In deze zaak heeft de voorzieningenrechter van de Rechtbank Den Haag op 13 januari 2023 uitspraak gedaan in een verzoek om een voorlopige voorziening. Verzoeker had bezwaar gemaakt tegen de besluiten van 23 en 24 augustus 2022, welke door verweerder, het Uitvoeringsinstituut werknemersverzekeringen (Uwv), op 7 november 2022 ongegrond zijn verklaard. Dit besluit leidde tot de beëindiging van de ZW-uitkering van verzoeker per 22 augustus 2022. Verzoeker heeft echter geen beroep ingesteld tegen het besluit van 7 november 2022, wat volgens de wet noodzakelijk is om het verzoek om een voorlopige voorziening in behandeling te nemen. De voorzieningenrechter heeft vastgesteld dat er geen beroep is ingesteld en heeft daarom het verzoek om een voorlopige voorziening niet-ontvankelijk verklaard. De uitspraak benadrukt het belang van het volgen van de juiste procedure bij het indienen van een verzoek om voorlopige voorziening. De voorzieningenrechter heeft geen aanleiding gezien voor een proceskostenveroordeling en heeft de beslissing openbaar uitgesproken. Tegen deze uitspraak staat geen hoger beroep of verzet open.

Uitspraak

Rechtbank DEN Haag

Bestuursrecht
zaaknummer: SGR 22/7903

uitspraak van de voorzieningenrechter van 13 januari 2023 in de zaak tussen

[verzoeker], te [woonplaats], verzoeker

en
de Raad van bestuur van het Uitvoeringsinstituut werknemersverzekeringen (Uwv), verweerder.

Procesverloop

In het besluit van 7 november 2022 heeft verweerder het bezwaar van verzoeker gericht tegen de besluiten van 23 augustus 2022 en 24 augustus 2022 ongegrond verklaard, hetgeen betekent dat verzoekers ZW-uitkering per 22 augustus 2022 wordt beëindigd.
Verzoeker heeft bij verzoekschrift van 8 december 2022 de voorzieningenrechter van deze rechtbank verzocht om een voorlopige voorziening te treffen.

Overwegingen

1. De voorzieningenrechter kan in dit geval uitspraak doen op dat verzoek om een voorlopige voorziening zonder dat daarvoor een zitting nodig is.

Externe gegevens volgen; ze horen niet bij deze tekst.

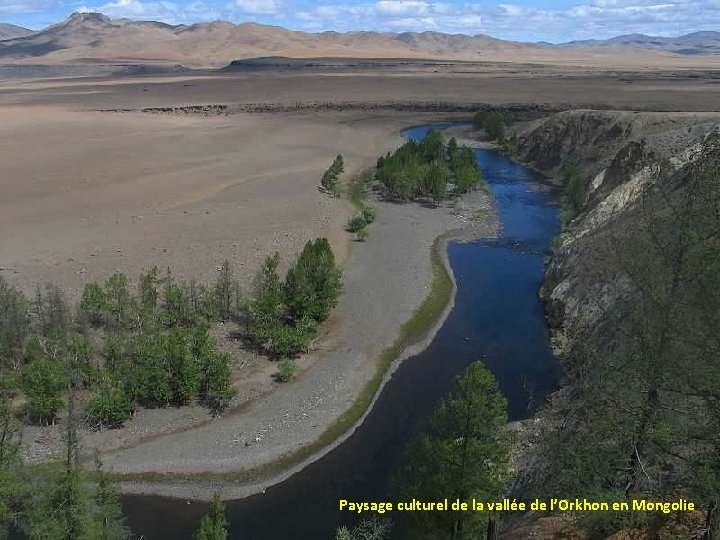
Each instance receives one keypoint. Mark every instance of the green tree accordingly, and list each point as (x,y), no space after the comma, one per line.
(94,303)
(216,388)
(462,454)
(645,417)
(574,188)
(44,386)
(15,488)
(109,405)
(51,311)
(313,283)
(432,146)
(224,292)
(374,528)
(14,324)
(176,303)
(147,377)
(182,367)
(369,213)
(214,525)
(119,299)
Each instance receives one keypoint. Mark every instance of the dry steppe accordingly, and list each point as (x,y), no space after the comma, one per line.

Dat komt omdat het volgens de voorzieningenrechter duidelijk is dat het verzoek niet in behandeling hoeft te worden genomen. De voorzieningen zal u hierna uitleggen waarom dat zo is.
2. Met het besluit van 7 november 2022 heeft verweerder het bezwaar van verzoeker tegen de besluiten van 23 augustus 2022 en 24 augustus 2022 ongegrond verklaard. Dat betekent dat de ZW-uitkering van verzoeker per 22 augustus 2022 wordt beëindigd.
3. De voorzieningenrechter stelt vast dat verzoeker tegen het besluit van 7 november 2022 geen beroep heeft ingesteld.
4. Volgens de wet is dat wel nodig om het verzoek om een voorlopige voorziening in behandeling te nemen. Omdat er geen beroep is ingesteld zal de voorzieningenrechter het verzoek niet ontvankelijk verklaren. Dat betekent dat het beroep niet verder behandeld zal worden.
5. Er is geen aanleiding voor een proceskostenveroordeling.

Beslissing

De voorzieningenrechter van de rechtbank verklaart het verzoek om een voorlopige voorziening niet-ontvankelijk.
Deze uitspraak is gedaan door mr. M. Munsterman, rechter, in aanwezigheid van A. Jansen, griffier. De beslissing is in het openbaar uitgesproken op 13 januari 2023.
De griffier is verhinderd om te tekenen voorzieningenrechter
Afschrift verzonden aan partijen op:

Rechtsmiddel

Tegen deze uitspraak staat geen hoger beroep of verzet open.